Let density of metal and mercury be `d_1 and d_2` respectively.

Fraction of volume of metal submerged initially `=d_1/d_2` .....(1)

We know that Volume of metal will change after increase of temperature `DeltaT` by a factor `(1+gamma_1DeltaT)`
Similarly Volume of mercury will change after increase of temperature `DeltaT` by a factor `(1+gamma_2DeltaT)`

(It is assumed that `gamma` is coefficient of volume expansion.)

Density of metal after increase of temperature `DeltaT=d_1/(1+gamma_1DeltaT)`
Density of mercury after increase of temperature `DeltaT=d_2/(1+gamma_1DeltaT)`

Fraction of volume of metal submerged after increase of temperature `=(d_1/(1+gamma_1DeltaT))/(d_2/(1+gamma_2DeltaT))`
`=d_1/d_2((1+gamma_2DeltaT)/(1+gamma_1DeltaT))` .....(2)

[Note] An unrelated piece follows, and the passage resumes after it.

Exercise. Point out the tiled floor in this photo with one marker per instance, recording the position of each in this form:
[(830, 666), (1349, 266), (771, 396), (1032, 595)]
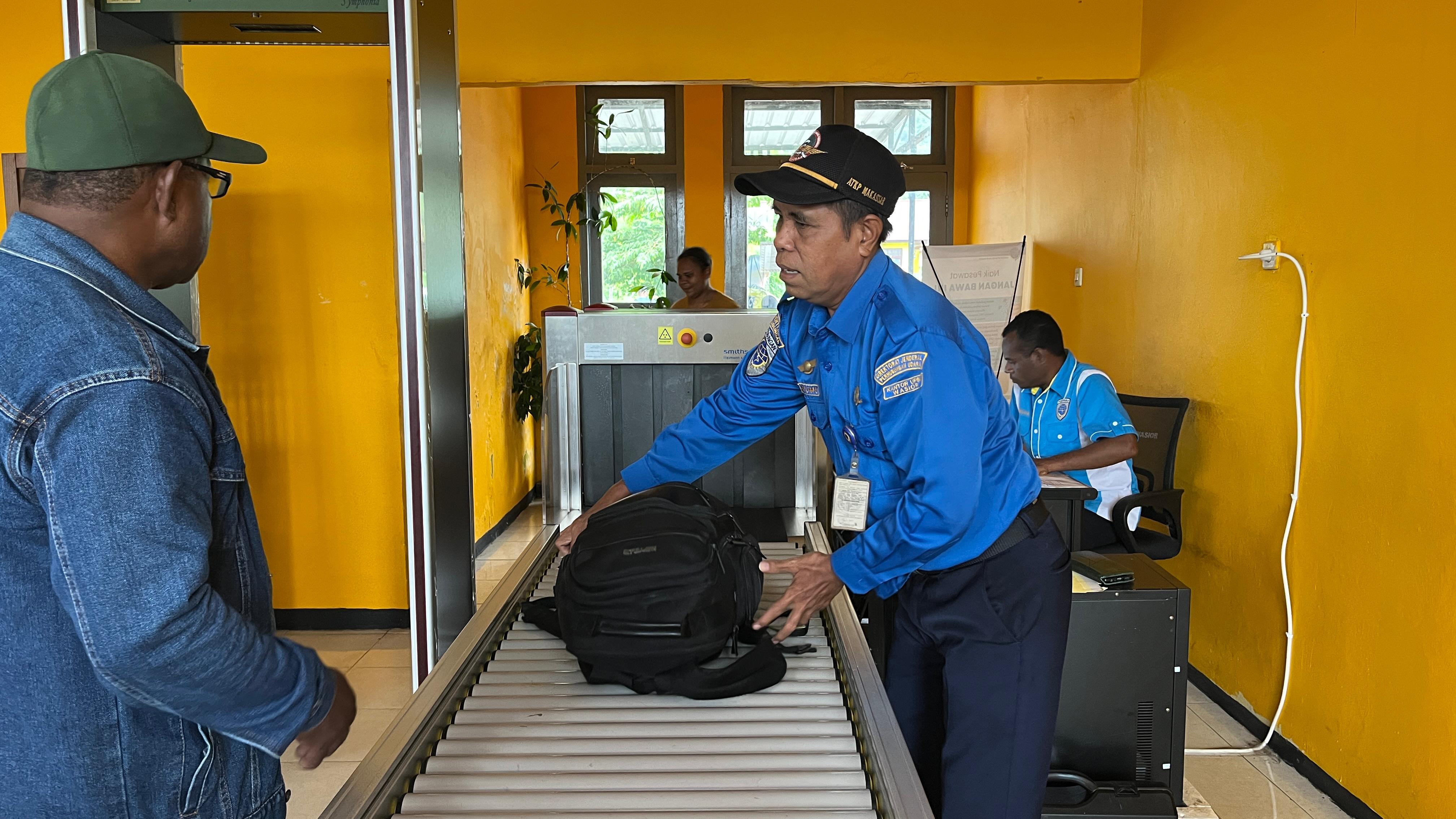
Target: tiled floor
[(1247, 788), (495, 560), (378, 665)]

Change in fraction of volume of metal submerged `=d_1/d_2((1+gamma_2DeltaT)/(1+gamma_1DeltaT))-d_1/d_2`
`=d_1/d_2((1+gamma_2DeltaT)/(1+gamma_1DeltaT)-1)`

`=d_1/d_2((1+gamma_2DeltaT)-(1+gamma_1DeltaT))/((1+gamma_1DeltaT))`
`=d_1/d_2((gamma_2-gamma_1)DeltaT)/(1+gamma_1DeltaT)`

Factor of the fraction of the volume of the metal submerged in mercury changed after increase of volume`=(d_1/d_2((gamma_2-gamma_1)DeltaT)/(1+gamma_1DeltaT))/(d_1/d_2)`
`=((gamma_2-gamma_1)DeltaT)/(1+gamma_1DeltaT)`